FIG. 7 is an example drawing showing a bandgap reference circuit according to at least one embodiment; and FIG. 8 and FIG. 9 each are a drawing explaining compensation of a non-linear component in a bandgap reference circuit shown in FIG. 7 . FIG. 10 A is a drawing showing an example of reference voltage changes depending on adjustment of a resistance in a bandgap reference circuit shown in FIG. 2 , and FIG. 10 B is a drawing showing an example of reference voltage changes depending on adjustment of a resistance in a bandgap reference circuit shown in FIG. 7 .

Referring to FIG. 7 , a bandgap reference circuit 700 may include a reference voltage generation circuit 710 , a first non-linear compensation circuit 720 , and a second non-linear compensation circuit 730 . In at least one example embodiment, the reference voltage generation circuit 710 , the first non-linear compensation circuit 720 , and the second non-linear compensation circuit 730 may be the same (and/or substantially similar) to the reference voltage generation circuit 610 , a first non-linear compensation circuit 620 , and a second non-linear compensation circuit 630 of FIG. 6 . The reference voltage generation circuit 710 may include transistors Q 21 and Q 22 , transistors M 21 and M 22 , an operational amplifier 711 , and resistors R 21 , R 22 , and R 23 . The first non-linear compensation circuit 720 may include transistors M 24 and M 25 , an operational amplifier 721 , and a resistor R 26 , and the second non-linear compensation circuit 730 may include a transistor Q 23 , a transistor M 23 , and resistors R 24 and R 25 .

In some embodiments, the transistors Q 21 , Q 22 , and Q 23 may be bipolar transistors, and the transistors M 21 , M 22 , M 23 , M 24 , and M 25 may be MOS transistors.
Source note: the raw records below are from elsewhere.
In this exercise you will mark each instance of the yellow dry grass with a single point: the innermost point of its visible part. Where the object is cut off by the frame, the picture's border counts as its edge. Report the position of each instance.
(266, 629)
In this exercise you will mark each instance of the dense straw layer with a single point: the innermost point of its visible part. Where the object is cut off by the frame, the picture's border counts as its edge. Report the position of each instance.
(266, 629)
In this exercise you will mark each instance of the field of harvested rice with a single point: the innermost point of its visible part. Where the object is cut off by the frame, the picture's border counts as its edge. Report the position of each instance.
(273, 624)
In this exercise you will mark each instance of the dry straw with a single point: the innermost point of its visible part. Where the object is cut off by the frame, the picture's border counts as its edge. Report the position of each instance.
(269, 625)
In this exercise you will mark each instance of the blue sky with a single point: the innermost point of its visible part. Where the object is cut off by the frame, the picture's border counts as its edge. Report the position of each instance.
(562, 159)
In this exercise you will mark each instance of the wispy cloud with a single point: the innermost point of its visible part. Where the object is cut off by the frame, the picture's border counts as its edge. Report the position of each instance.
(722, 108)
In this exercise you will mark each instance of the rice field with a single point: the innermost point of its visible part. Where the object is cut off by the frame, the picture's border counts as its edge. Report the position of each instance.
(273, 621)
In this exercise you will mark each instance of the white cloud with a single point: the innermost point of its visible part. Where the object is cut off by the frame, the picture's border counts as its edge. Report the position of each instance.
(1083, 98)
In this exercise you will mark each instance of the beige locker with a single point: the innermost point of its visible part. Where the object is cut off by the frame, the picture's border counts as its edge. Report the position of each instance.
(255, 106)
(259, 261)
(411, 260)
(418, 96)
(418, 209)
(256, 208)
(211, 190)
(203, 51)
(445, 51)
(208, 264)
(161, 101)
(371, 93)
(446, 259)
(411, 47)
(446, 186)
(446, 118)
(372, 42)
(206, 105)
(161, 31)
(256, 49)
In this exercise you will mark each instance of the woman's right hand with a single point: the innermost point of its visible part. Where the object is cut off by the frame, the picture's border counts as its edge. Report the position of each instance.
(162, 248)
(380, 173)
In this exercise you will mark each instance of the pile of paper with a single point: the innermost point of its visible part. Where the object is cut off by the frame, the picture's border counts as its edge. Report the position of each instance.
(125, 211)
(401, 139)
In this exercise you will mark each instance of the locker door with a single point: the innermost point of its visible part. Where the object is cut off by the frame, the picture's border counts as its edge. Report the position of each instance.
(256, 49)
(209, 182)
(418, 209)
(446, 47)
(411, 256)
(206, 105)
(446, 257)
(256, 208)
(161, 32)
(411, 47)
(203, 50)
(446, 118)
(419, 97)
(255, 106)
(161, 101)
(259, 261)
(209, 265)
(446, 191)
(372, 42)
For example, in some embodiments, the transistors Q 21 , Q 22 , and Q 23 may be PNP BJTs, and the transistors M 21 , M 22 , M 23 , M 24 , and M 25 may be PMOS transistors. Each of the transistors Q 21 , Q 22 , Q 23 , M 21 , M 22 , M 23 , M 24 , and M 25 may have a first input terminal, a second input terminal and a control terminal. When the transistors Q 21 , Q 22 , and Q 23 are the bipolar transistors, the first input terminal, the second input terminal, and the control terminal may be referred to as a collector, an emitter, and a base, respectively. When the transistors M 21 , M 22 , M 23 , M 24 , and M 25 are the MOS transistors, the first input terminal, the second input terminal, and the control terminal may be referred to as a source, a drain, and a gate, respectively.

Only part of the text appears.